You understand that Estonia is part of Europe, right?

You understand that Estonia is part of the EU, right?

You understand that Estonia is part of the NATO, right?

Also, FWIW, the Russian population of Poland is the size of a large town or a very small city

Russia is more than happy to use "pro-Russian slavs" even if not ethnic Russians. And FYI, 20% of Estonia's population is ethnic Russians.

Comment Re:If Russia can, they would... (Score 1) 84

There actually are ways to poll people in repressive regimes. A classic one goes like this: instead of saying "Do you support President Putin?", you give them a list of a bunch of world leaders - say, Putin, Trump, Modi, Erdogan, and Macron - and ask, "How many of these leaders do you support?" And then you give the next person a different set of leaders - say, Putin, Xi, Starmer, Khamenei, and Merz - and again ask, "How many of these leaders do you support?" You can then statistically disentangle the level of support for Putin, without any individual having to ever say whether they support Putin or not.

Comment Re:If Russia can, they would... (Score 2) 84

Given what Ukraine is managing to get past Russian air defences, do you think Putin is going to nuke Europe and risk French nukes hitting Moscow and Petrograd?

That's not how this works; Russia comes at more powerful opponents sideways, with incrementalism, division, and hybrid warfare.

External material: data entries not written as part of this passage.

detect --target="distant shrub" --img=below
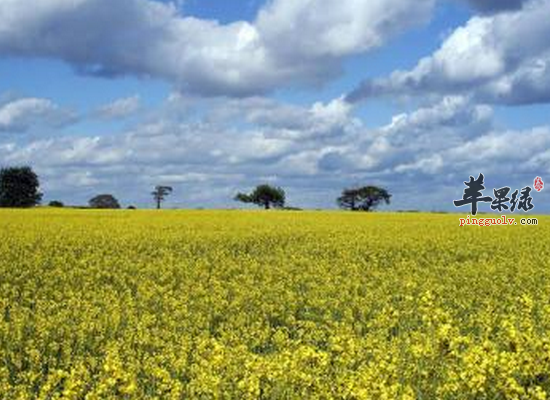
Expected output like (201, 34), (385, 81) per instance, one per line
(89, 194), (120, 209)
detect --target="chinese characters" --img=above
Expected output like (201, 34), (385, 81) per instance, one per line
(454, 174), (542, 215)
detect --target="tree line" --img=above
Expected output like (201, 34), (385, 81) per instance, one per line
(0, 166), (392, 212)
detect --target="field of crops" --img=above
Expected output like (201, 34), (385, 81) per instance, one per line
(0, 210), (550, 400)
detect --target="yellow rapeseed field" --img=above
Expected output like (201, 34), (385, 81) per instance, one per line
(0, 210), (550, 400)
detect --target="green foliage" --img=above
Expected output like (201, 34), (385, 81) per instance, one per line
(235, 185), (286, 210)
(151, 186), (174, 210)
(89, 194), (120, 209)
(337, 186), (392, 212)
(0, 167), (42, 208)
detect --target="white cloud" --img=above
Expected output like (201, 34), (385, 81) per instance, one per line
(0, 0), (435, 96)
(0, 92), (550, 209)
(348, 0), (550, 104)
(95, 95), (141, 119)
(0, 98), (76, 133)
(463, 0), (529, 13)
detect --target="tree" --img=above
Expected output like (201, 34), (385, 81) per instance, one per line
(337, 186), (392, 212)
(235, 185), (286, 210)
(151, 186), (174, 210)
(89, 194), (120, 209)
(0, 167), (42, 208)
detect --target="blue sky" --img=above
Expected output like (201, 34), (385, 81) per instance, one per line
(0, 0), (550, 212)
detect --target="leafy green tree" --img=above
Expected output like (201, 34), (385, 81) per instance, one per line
(89, 194), (120, 209)
(235, 185), (286, 210)
(151, 186), (174, 210)
(337, 186), (392, 212)
(0, 167), (42, 208)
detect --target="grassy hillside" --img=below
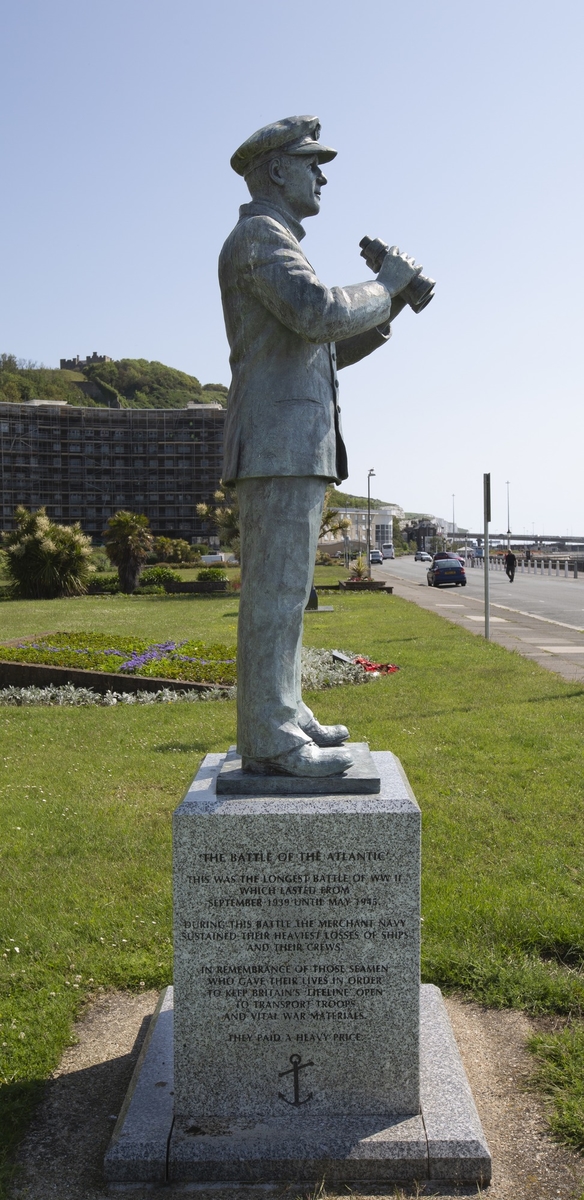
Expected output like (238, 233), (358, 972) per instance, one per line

They try to get pro-Russian candidates elected so that they can veto collective action. They have "accidents", such as missiles flying into your airspace, to probe how you'll react, and if the reaction is insufficient, probing ops can go further, or become normalized so that you get used to it and then don't freak out when they go a bit further the next time. They famously support "pro-Russian rebels" (quotation marks definitely demanded) in countries to try to break off chunks, and encourage secession movements. Russia prefers to work piecemeal, tearing apart countries by chunks, and only launching large-scale invasions when they think (rightly or wrongly) that they can get away with it.

Do you honestly think that France would fire nukes at Moscow - and thus face nukes raining down on Paris - if quote-unquote "Russian Separatists" with suspiciously good arms and military training took a chunk of one of the Baltics or Poland? Of course they won't, and Russia knows that. And then, "Oh, we're just sending aid to the oppressed people in the separatist regions!" "Oh, the separatist regions have requested help from us, we're sending advisors!" "Oh no, the separatist regions were "attacked" by their oppressive government, we must launch a counterattack in response!"

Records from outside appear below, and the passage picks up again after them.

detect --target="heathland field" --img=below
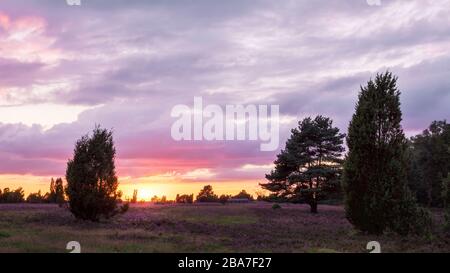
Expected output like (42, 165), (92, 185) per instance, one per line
(0, 203), (450, 252)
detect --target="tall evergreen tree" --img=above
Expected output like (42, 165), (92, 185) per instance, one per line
(66, 126), (124, 221)
(54, 177), (66, 205)
(442, 172), (450, 230)
(343, 72), (428, 234)
(410, 120), (450, 206)
(261, 116), (345, 213)
(47, 177), (56, 203)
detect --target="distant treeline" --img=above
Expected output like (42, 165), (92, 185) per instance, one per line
(127, 185), (255, 204)
(0, 178), (65, 204)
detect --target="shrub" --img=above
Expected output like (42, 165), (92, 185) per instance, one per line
(272, 203), (281, 209)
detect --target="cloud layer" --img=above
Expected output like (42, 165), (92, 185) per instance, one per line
(0, 0), (450, 191)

This is hybrid warfare. Nobody fires nukes in response to hybrid warfare. Meanwhile, Russia gets incrementally more powerful with each region it captures. A couple decades ago Chechens were bloodying the Russian army. Now they're dying on behalf of the Russian army in Ukraine. Everywhere they take represents human, industrial, and mineral resources. People are constantly propagandized to and kept in a state of poverty from which only service to the Russian state can rescue them.

Comment Re:If Russia can, they would... (Score 3, Informative) 84

However, Europe doesn't even have a usable navy to put to sea.

Huh?

The US navy some things it's very good at: nuclear powered carriers, nuclear powered submarines, large surface combatants, and support ships. It sucks at smaller ships (frigates, corvettes) - it's been one project disaster after the next. Europe, by contrast, excels in frigates and corvettes. The US is currently trying to copy the European FREMM as the Constellation class, and it's somehow managing to even screw that up. It's one of the reasons that the US really wanted Europe involved in escort operations in the Persian Gulf - you don't escort a tanker with an aircraft carrier.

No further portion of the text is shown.